The Monetary Policy Committee kept the short-term lending rate at 6 per cent in its sixth bi-monthly policy review of the fiscal year.
While the repo rate is at a seven-year low, the reverse repo rate also remained unchanged at 5.75 per cent. The central bank last cut the key lending rate by 25 basis points in August 2017.
The central bank has raised its inflation forecast for the fourth quarter of the fiscal to 5.1 per cent from 4.3-4.7 per cent in the second half of the fiscal.
The RBI, in its bi–monthly monetary policy statement, forecast headline inflation to be in the range of 5.1 to 5.6 per cent in the first half of FY 19, thereby breaching its medium term target of 4 per cent.

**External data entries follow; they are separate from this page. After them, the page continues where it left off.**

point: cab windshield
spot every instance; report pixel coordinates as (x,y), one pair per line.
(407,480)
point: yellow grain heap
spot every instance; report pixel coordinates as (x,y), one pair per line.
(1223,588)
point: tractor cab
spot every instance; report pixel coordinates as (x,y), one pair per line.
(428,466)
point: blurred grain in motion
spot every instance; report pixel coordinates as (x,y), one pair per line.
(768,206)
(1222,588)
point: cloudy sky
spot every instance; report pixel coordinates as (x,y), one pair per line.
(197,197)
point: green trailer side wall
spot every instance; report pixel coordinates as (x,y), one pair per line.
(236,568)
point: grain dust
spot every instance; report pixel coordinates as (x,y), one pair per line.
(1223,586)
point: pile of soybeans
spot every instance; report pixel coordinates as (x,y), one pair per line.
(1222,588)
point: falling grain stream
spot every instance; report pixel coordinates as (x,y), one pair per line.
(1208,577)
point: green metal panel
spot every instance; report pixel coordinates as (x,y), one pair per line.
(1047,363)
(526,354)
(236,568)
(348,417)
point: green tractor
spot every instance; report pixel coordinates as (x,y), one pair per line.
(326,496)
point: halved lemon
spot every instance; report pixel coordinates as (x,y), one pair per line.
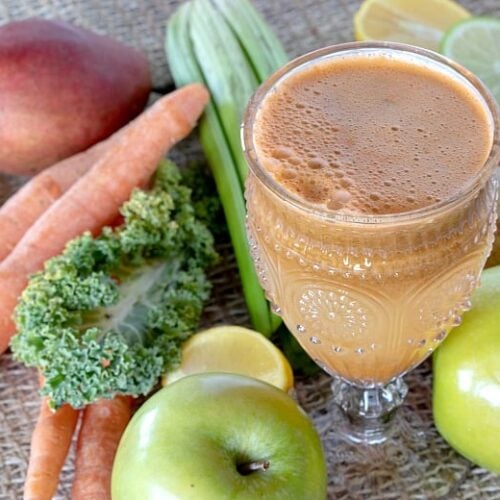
(233,349)
(475,43)
(417,22)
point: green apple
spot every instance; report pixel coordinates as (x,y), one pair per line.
(466,394)
(216,436)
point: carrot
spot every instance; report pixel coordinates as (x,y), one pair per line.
(103,424)
(22,209)
(94,200)
(50,443)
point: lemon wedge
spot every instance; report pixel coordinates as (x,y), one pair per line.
(422,23)
(233,349)
(475,43)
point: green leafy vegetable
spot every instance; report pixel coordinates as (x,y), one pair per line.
(230,49)
(107,316)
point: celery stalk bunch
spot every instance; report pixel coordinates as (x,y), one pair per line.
(226,45)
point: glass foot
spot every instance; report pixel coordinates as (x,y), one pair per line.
(366,414)
(412,461)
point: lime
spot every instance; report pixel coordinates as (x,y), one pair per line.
(475,44)
(233,349)
(421,22)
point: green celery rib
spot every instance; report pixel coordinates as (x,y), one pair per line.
(263,48)
(226,71)
(184,68)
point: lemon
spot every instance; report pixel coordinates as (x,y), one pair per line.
(475,43)
(233,349)
(417,22)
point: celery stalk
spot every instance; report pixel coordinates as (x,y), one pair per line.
(262,47)
(184,67)
(226,71)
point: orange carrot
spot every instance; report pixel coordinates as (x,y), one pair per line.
(94,200)
(103,424)
(22,209)
(50,443)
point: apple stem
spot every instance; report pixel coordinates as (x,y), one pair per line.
(249,467)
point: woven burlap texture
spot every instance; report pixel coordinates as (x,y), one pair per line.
(302,26)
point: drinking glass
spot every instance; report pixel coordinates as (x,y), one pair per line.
(369,297)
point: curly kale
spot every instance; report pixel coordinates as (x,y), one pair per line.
(108,315)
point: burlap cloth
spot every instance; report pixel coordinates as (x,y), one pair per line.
(302,26)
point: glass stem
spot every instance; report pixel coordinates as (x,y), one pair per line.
(367,412)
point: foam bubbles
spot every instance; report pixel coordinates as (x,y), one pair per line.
(374,144)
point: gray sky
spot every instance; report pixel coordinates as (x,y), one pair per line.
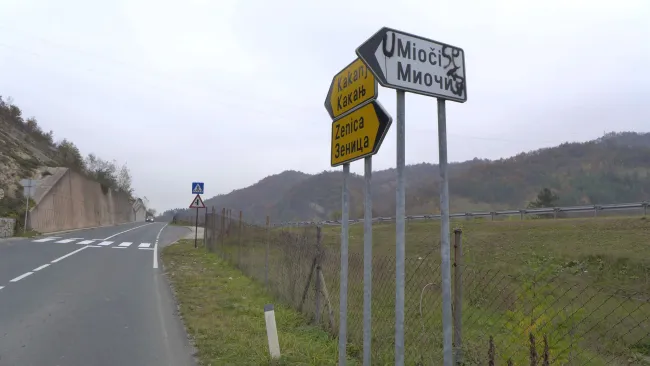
(228,92)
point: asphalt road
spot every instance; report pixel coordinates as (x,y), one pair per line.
(90,297)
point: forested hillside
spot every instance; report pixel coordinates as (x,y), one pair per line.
(613,168)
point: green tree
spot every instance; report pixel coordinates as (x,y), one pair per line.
(69,154)
(545,198)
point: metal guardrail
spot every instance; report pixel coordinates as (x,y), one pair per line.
(529,211)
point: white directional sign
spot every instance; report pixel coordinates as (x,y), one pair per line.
(415,64)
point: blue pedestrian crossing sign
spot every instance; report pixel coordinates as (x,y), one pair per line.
(197,188)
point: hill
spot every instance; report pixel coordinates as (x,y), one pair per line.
(613,168)
(26,151)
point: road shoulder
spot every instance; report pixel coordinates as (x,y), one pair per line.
(223,312)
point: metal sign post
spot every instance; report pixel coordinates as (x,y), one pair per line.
(367,262)
(197,203)
(407,62)
(359,126)
(400,235)
(343,297)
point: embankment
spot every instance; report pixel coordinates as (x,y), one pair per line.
(66,200)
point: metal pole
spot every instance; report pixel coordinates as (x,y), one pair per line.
(343,297)
(367,262)
(196,227)
(400,224)
(458,296)
(266,257)
(318,268)
(444,236)
(239,240)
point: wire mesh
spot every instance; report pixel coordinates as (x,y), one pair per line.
(537,313)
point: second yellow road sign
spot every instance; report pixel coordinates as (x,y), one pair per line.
(359,134)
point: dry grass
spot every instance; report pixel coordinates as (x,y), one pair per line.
(223,312)
(584,283)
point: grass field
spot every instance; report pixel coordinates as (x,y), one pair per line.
(583,283)
(223,312)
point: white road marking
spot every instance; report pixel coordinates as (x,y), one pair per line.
(46,239)
(155,248)
(21,277)
(122,232)
(70,240)
(41,267)
(69,254)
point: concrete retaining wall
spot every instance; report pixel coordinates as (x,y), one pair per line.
(139,210)
(67,200)
(7,227)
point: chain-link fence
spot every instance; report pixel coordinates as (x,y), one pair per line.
(539,313)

The central bank noted that the economic recovery is on a stable path, but said upside risks to inflation persist. The RBI says this is driven by an increase in house rent allowance (HRA) in some states, rising crude oil prices, and overspending by the central government.
The government has overshot its fiscal budget target for fiscal 2017-18 and raised the deficit targets for fiscal 2018-19.

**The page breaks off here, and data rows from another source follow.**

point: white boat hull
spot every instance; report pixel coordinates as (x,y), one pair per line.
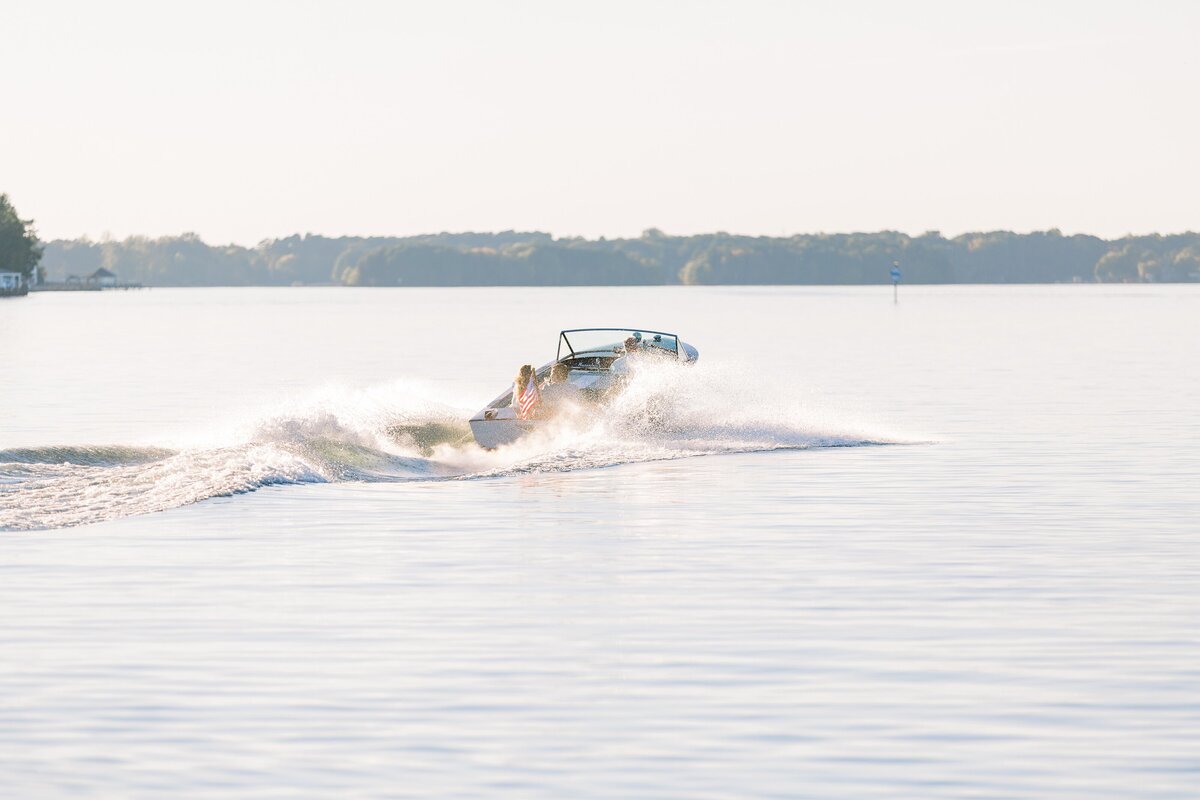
(499,432)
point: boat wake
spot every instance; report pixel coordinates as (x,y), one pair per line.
(397,433)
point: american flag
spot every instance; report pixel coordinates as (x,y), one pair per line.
(528,400)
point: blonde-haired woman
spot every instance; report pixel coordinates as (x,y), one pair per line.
(525,374)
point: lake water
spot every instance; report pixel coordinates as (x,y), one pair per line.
(942,548)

The RBI now sees second-half inflation for fiscal 2019 in the range of 4.5 to 4.6 per cent on the back of a softer food inflation forecast, and the assumption of a normal monsoon.

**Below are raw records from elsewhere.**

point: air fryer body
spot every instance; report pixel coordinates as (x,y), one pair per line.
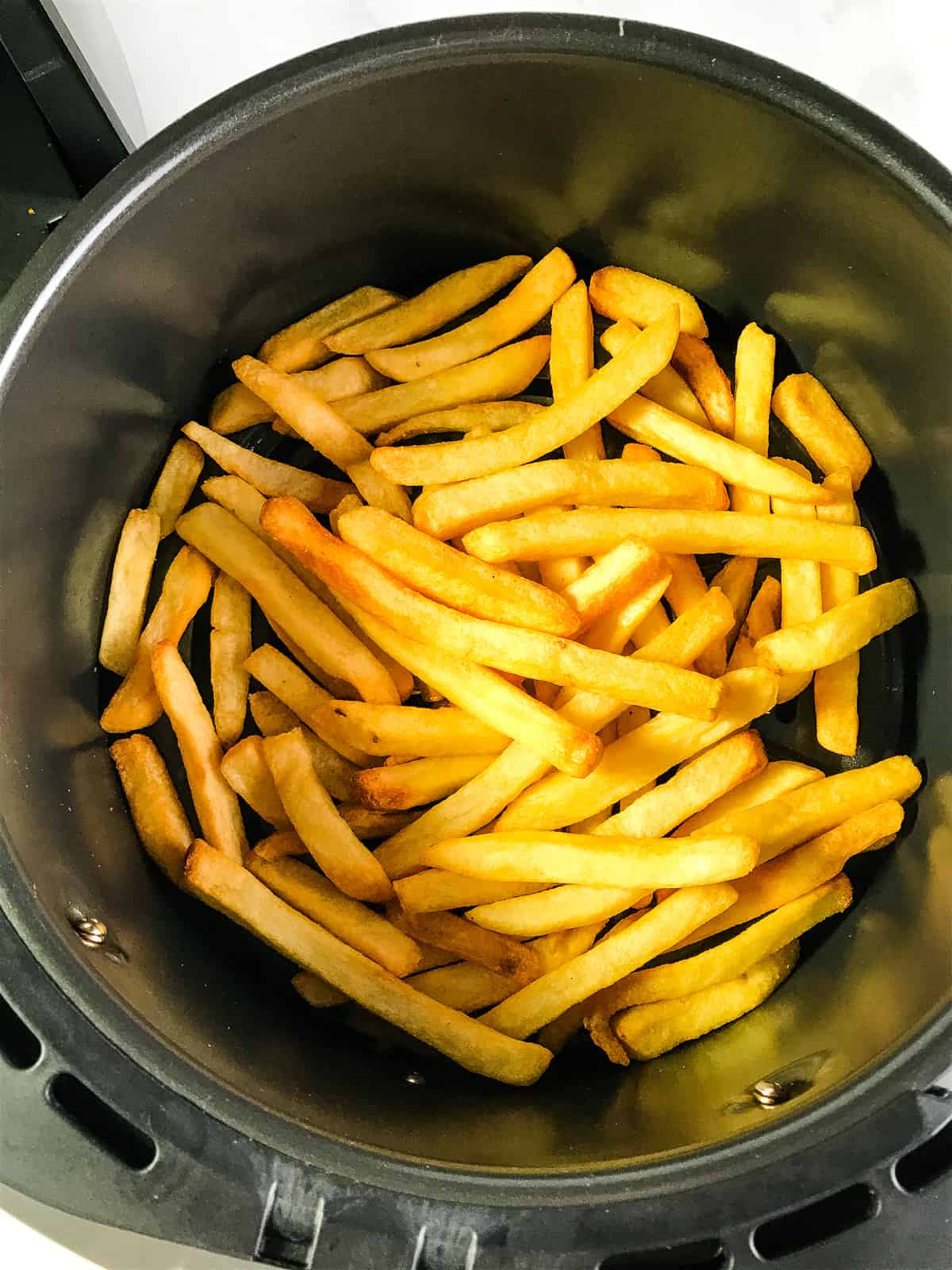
(391,163)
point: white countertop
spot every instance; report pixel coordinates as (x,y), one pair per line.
(156,60)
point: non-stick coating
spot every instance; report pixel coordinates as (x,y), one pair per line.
(393,175)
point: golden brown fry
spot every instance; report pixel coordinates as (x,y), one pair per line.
(454,578)
(156,810)
(611,581)
(177,483)
(235,892)
(503,374)
(733,958)
(459,508)
(668,432)
(543,1001)
(432,309)
(640,757)
(587,860)
(129,591)
(338,851)
(753,379)
(216,804)
(489,416)
(683,533)
(230,647)
(423,780)
(302,344)
(135,704)
(797,816)
(311,895)
(839,632)
(283,597)
(238,406)
(835,687)
(640,298)
(770,783)
(647,1032)
(804,406)
(692,787)
(601,394)
(355,577)
(267,475)
(436,891)
(495,952)
(522,308)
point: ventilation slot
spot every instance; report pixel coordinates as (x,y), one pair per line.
(927,1162)
(816,1222)
(18,1045)
(704,1255)
(101,1123)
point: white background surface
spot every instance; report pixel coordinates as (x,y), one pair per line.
(158,59)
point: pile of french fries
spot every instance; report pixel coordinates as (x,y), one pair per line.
(498,658)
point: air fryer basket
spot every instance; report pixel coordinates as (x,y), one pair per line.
(393,159)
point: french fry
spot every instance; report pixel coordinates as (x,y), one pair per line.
(522,308)
(459,508)
(230,645)
(806,410)
(693,787)
(585,860)
(302,344)
(768,783)
(801,869)
(343,857)
(797,816)
(626,295)
(640,757)
(177,483)
(136,704)
(559,908)
(615,578)
(654,425)
(432,309)
(423,780)
(245,768)
(677,531)
(518,768)
(493,700)
(762,618)
(454,578)
(837,686)
(285,598)
(753,381)
(601,394)
(495,952)
(733,958)
(267,475)
(238,406)
(503,374)
(234,891)
(359,578)
(839,632)
(156,810)
(216,803)
(317,992)
(543,1000)
(370,826)
(666,387)
(304,888)
(490,416)
(129,591)
(647,1032)
(436,891)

“To tame possibility of inflation, RBI needs to develop the conviction of asking banks to lend against infrastructure projects at subvention rates of interest. Merely worrying about inflation, and not bringing down the cost of funds for infrastructure projects is preventing private investments. Without adequate infrastructure, supply constraints can’t be removed and so the inflation,” said Deven R. Choksey, MD of KR Choksey.
The Gross Value Added (GVA) projection for fiscal 2018-19 stands at 7.2 per cent. For the fiscal 2019, the RBI sees first-half GVA ranging between 7.3 to 7.4 per cent and 7.1 to 7.2 per cent in the second half. The stabilisation effect of GST and early signs of revival in investment will influence the revival in GVA, the central bank said.
In addition, the recapitalisation of banks and large distressed borrowers being referred to Insolvency and bankruptcy code will further improve credit inflows and lead to fresh investment in the economy.
On the issue of rising bond yields, which have been on the rise and have reached a staggering 7.56 per cent from 6.4 per cent, RBI governor Urjit Patel said, “The firming of yields abroad because of the changes in the stance of the systematic central banks, especially the US Fed, and other fiscal developments in the US have been significant.”
Over the last six weeks the US 10 year yields have hardened by 40-50 basis points. Moreover, over the last six months, domestic inflation has increased, mostly because of hardening of crude oil prices.
On the domestic front, because of an uptick in economic growth, there are now competing demands for financial capital, which puts upward pressure on all returns. Adding to it, the development on the fiscal side, where there is fiscal slippage at three levels has all been factored in to increase the bond yields.
“Apart from a policy move, bond markets were awaiting some guidance or steps from RBI to address rise in bond yields. However, the RBI has cleared that its liquidity infusion process is largely agnostic to asset prices and they will consider infusion depending upon evolving liquidity conditions . The market hopes on OMO purchases remains unmet as of now,” said Kunal Shah, Fund Manager – Debt, Kotak Mahindra Life Insurance Limited.
“We see 10 year yields in the range of 7.30-7.60 per cent till year end and markets will closely watch movement of crude oil prices, formulae used for cost of production for MSP hikes and signals/actions from RBI and government on elevated bond yields.” he said.